From 1985 to 1990, Toebosch worked as a lecturer at the audiovisual department of Amsterdam's Gerrit Rietveld Academie. She created a series six works of installation art under the title Les Douleurs Contemporaines and the 'Engelenzender' song on behalf of the Van Leeuw foundation in 1994. Engelenzender broadcast daily on the 24 hour radio station Engelen/Angels FM 98.0 for motorists driving on the Houtribdijk between 1994 and 2000 and gave her national attention. She was a guest lecturer at ArtEZ University of Arts during the 1996–97 academic year and was an educator at Rijksakademie van beeldende kunsten from 1996 to 2000. Toebosch was a member of the Council for Culture until 1997. In 2002, she established the internet-only political party called the Ideal Party after becoming unhappy with the political atmosphere, and campaigned for an artist-specific bank. Toebosch served as director of the post-academic course DasArts (later the Master of Theatre of the Amsterdam University of the Arts from 2004 to 2007. She invited students from around the world to attend the institution to develop themselves.

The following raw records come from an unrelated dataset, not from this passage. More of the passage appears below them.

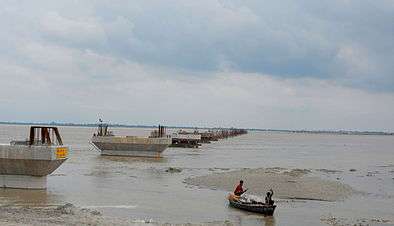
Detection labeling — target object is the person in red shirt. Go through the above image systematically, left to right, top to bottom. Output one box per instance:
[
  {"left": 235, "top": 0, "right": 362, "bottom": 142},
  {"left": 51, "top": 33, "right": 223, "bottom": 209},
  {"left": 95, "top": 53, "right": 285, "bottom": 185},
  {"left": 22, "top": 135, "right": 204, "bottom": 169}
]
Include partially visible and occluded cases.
[{"left": 234, "top": 180, "right": 248, "bottom": 196}]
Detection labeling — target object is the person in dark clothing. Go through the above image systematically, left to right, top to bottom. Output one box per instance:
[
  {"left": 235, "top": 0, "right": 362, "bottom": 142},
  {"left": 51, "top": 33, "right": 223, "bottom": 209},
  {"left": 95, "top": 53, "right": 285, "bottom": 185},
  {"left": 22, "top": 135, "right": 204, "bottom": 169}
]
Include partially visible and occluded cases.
[
  {"left": 234, "top": 180, "right": 248, "bottom": 196},
  {"left": 265, "top": 189, "right": 274, "bottom": 205}
]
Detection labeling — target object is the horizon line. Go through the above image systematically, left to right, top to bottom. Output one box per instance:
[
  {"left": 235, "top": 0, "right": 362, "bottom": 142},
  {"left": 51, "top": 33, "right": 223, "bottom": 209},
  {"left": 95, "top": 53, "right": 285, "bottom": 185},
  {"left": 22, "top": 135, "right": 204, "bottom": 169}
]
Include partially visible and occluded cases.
[{"left": 0, "top": 121, "right": 394, "bottom": 135}]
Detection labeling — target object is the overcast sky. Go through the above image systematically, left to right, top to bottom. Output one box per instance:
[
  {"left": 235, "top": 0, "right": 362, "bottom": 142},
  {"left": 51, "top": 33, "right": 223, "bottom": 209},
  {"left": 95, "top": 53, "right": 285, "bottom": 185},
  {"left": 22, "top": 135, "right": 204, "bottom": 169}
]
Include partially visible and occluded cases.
[{"left": 0, "top": 0, "right": 394, "bottom": 131}]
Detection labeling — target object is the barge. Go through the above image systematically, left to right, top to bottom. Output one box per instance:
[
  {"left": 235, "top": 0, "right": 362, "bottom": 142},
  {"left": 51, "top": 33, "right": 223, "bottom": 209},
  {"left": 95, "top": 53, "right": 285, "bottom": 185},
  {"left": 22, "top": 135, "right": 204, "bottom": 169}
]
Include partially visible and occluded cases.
[
  {"left": 91, "top": 123, "right": 172, "bottom": 157},
  {"left": 0, "top": 126, "right": 69, "bottom": 189}
]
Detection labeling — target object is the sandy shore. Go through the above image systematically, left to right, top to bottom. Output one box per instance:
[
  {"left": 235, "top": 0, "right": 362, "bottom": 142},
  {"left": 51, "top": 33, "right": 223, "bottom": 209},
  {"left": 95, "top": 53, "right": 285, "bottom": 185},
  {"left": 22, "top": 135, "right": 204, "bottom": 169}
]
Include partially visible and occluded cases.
[
  {"left": 185, "top": 168, "right": 353, "bottom": 201},
  {"left": 0, "top": 203, "right": 233, "bottom": 226}
]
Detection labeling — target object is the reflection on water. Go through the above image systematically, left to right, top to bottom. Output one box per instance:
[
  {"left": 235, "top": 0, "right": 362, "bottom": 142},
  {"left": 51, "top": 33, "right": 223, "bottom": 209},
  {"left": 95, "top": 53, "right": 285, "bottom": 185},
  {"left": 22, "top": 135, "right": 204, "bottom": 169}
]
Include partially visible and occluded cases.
[
  {"left": 0, "top": 125, "right": 394, "bottom": 225},
  {"left": 0, "top": 188, "right": 60, "bottom": 206}
]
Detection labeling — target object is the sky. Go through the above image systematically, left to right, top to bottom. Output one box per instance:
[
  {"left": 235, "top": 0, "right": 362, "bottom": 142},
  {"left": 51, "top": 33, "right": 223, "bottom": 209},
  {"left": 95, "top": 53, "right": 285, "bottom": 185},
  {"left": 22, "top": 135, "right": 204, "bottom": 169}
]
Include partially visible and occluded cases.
[{"left": 0, "top": 0, "right": 394, "bottom": 131}]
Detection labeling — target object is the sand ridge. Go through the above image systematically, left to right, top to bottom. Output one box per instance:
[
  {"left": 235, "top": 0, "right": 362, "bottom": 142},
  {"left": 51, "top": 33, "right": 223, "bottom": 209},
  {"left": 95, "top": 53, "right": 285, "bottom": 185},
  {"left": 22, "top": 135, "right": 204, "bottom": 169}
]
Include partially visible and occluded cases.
[{"left": 184, "top": 167, "right": 354, "bottom": 201}]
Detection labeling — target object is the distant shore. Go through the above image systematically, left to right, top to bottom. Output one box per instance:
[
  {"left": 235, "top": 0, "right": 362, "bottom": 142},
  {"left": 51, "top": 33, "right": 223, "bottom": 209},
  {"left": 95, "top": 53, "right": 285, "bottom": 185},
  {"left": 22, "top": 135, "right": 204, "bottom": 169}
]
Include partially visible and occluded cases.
[{"left": 0, "top": 122, "right": 394, "bottom": 136}]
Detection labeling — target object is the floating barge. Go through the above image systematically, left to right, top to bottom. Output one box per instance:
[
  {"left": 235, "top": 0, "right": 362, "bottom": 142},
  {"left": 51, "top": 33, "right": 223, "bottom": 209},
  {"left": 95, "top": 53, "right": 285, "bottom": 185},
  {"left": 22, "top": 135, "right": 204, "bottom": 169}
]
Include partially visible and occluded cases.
[
  {"left": 91, "top": 123, "right": 172, "bottom": 157},
  {"left": 0, "top": 126, "right": 69, "bottom": 189},
  {"left": 170, "top": 131, "right": 201, "bottom": 148}
]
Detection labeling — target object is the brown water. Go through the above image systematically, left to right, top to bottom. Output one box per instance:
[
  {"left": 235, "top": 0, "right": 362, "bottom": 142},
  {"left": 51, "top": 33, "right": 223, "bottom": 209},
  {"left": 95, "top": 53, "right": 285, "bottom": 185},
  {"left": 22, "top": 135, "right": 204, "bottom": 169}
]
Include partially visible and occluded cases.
[{"left": 0, "top": 125, "right": 394, "bottom": 225}]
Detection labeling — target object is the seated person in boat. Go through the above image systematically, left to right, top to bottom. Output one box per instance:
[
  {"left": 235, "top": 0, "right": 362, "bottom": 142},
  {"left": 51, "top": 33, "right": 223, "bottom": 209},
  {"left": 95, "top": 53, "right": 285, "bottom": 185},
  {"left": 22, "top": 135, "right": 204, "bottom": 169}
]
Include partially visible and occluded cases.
[
  {"left": 234, "top": 180, "right": 248, "bottom": 196},
  {"left": 265, "top": 189, "right": 274, "bottom": 205}
]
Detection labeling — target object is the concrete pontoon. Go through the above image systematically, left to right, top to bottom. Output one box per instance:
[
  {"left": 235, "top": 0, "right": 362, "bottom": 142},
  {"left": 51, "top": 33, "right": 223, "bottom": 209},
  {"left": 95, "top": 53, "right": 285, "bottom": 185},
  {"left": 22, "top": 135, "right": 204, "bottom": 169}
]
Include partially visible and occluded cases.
[
  {"left": 91, "top": 123, "right": 171, "bottom": 157},
  {"left": 0, "top": 126, "right": 69, "bottom": 189}
]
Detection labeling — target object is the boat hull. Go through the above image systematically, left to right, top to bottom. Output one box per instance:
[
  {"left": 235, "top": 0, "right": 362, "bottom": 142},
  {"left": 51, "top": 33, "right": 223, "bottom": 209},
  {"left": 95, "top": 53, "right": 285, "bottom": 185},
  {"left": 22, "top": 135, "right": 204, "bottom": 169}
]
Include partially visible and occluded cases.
[{"left": 228, "top": 194, "right": 276, "bottom": 216}]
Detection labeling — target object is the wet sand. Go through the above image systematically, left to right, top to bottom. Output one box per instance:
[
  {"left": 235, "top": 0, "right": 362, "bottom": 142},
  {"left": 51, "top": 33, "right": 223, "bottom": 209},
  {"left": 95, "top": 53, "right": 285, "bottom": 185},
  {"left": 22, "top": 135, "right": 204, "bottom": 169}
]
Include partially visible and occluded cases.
[
  {"left": 185, "top": 168, "right": 354, "bottom": 201},
  {"left": 0, "top": 203, "right": 233, "bottom": 226}
]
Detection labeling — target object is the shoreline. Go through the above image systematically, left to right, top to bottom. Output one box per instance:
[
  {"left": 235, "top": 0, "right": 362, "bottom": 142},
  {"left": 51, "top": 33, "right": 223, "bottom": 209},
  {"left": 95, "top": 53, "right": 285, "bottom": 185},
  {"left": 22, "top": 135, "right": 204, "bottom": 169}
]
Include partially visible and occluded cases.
[{"left": 184, "top": 167, "right": 355, "bottom": 202}]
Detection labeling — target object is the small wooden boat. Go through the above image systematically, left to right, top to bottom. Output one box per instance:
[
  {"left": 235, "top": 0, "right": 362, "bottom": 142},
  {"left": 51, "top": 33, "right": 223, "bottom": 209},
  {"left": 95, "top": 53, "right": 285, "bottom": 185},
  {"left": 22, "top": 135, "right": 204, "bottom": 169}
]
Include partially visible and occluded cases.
[{"left": 228, "top": 194, "right": 276, "bottom": 216}]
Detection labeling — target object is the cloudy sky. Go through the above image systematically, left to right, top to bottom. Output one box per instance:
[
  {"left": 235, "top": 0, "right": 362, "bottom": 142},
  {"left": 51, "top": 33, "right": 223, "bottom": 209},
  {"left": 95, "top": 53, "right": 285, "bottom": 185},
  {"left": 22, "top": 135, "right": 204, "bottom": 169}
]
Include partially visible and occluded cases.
[{"left": 0, "top": 0, "right": 394, "bottom": 131}]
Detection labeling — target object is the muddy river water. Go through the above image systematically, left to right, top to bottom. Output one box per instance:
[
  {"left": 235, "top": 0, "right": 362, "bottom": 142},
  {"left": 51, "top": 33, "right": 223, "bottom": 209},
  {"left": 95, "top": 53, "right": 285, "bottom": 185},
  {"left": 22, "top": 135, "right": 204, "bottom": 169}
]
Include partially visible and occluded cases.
[{"left": 0, "top": 125, "right": 394, "bottom": 225}]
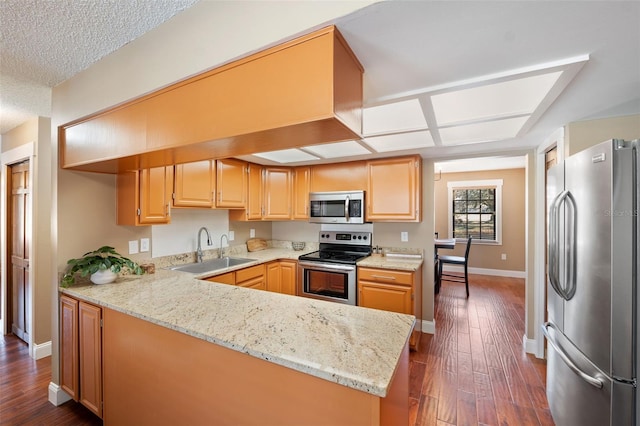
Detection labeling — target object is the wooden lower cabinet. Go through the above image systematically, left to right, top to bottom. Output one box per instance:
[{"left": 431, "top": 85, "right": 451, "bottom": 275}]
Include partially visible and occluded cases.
[
  {"left": 267, "top": 260, "right": 298, "bottom": 295},
  {"left": 358, "top": 267, "right": 422, "bottom": 350},
  {"left": 60, "top": 295, "right": 103, "bottom": 418},
  {"left": 104, "top": 308, "right": 409, "bottom": 426}
]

She took on the male alter ego Paul Rubens in 2010, which she based on her mother's maiden name after a diagnosis of lung cancer and performed in the character on occasion. Toebosch had a role in the 2010 film De Strijkrol and in Fiona Tan's Levensloop before ending her career in the outdoor exhibition Erasing and Recovering on a Saturday Afternoon held in Tilburg in June 2011. She was dressed in white and rode on the back of an elephant pulling an harrow for two hours. Her works were exhibited in several museums and exhibition spaces such as in the Brouwerij De Beyerd in Breda, de Appel, the Stedelijk Museum in Amsterdam, Witte de With in Rotterdam, the Fundació Joan Miró in Barcelona and the Le Fresnoy Art Center in Lille.

==Personal life==
She was married twice; firstly to the mechanical engineer Cornelis Houwer from 11 June 1970 to 29 December 1976 and to the artist Rudolf Johannes Luijters between 14 December 1999 and 28 December 2004. There were no children of the two marriages. Although Toebosch did not smoke, she was diagnosed with lung cancer in March 2008 and was given three months to live. She chose to undergo euthanasia and died on 24 November 2012 in Amsterdam.

==Reputation==
Rudy Koopmans described her as "the only (fake) diva of Western European improvised music" in the De Volkskrant newspaper in 1977. He noted that Toebosch had a "face is very flexible and she can open her mouth up to her ears. Even in a resting position, it is a formidable mouth." Author Thomas Dresscher wrote that she "was a versatile artist who liked to experiment and has guided and inspired many young artists. Art critics and historians find it difficult to name or categorize her diverse and eclectic work. It is in almost all cases groundbreaking and confrontational."

She received the Sandberg Prize in 1995, the Fonds BKVB Visual Arts Award in 2000 and the Arti Medal of Arti et Amicitiae in 2009.